The wise Alex Tabarrok just pointed out a fun fact: My best book publicity is coming from textbook authors:

If I taught classes with 800 students, you could cynically argue that these guys are trying to get me to assign their textbooks. But I rarely teach classes with more than 30 students.

Alex’s theory, which I immediately endorsed, is that textbook authors are especially conscious of the bizarre gap between what economists say as teachers and what economists say as researchers. As I explain in my book:

[I]ntroductory economics courses still tacitly assume that students arrive with biased beliefs, and try to set them straight, leading to better policy. Paul Samuelson famously remarked that “I don’t care who writes a nation’s laws — or crafts its advanced treaties — if I can write its economics textbooks.” This assumes, as teachers of economics usually do, that students arrive with systematic errors.

What a striking situation: As researchers, economists do not mention systematically biased economic beliefs; as teachers, they take their existence for granted.
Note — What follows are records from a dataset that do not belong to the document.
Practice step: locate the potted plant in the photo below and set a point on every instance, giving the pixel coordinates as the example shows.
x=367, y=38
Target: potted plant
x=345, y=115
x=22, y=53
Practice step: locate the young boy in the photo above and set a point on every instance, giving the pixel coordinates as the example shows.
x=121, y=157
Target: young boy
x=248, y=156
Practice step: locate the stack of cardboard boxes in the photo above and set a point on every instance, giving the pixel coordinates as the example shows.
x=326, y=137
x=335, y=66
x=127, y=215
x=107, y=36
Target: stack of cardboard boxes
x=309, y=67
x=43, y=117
One might blame ossified textbooks for lagging behind research, or teachers for failing to expose their students to cutting-edge work. But the hypothesis that people hold systematically biased beliefs about economics has not been falsified; it has barely been tested.

While writing this post, I’ve realized that I omitted something important from my Acknowledgements. Alongside everyone else, I should have said: “Let me also thank the textbook authors of economics, for keeping the idea of systematically biased beliefs alive long after it was banished from the journals.” Well, better late than never: Thanks, textbook authors. You’re doing good while (hopefully) doing well.

Which reminds me. I end my Acknowledgements with this line: “My apologies to anyone I missed. Can I make it up to you at our next lunch?” Consider that a standing lunch offer to any econ textbook author passing through Fairfax.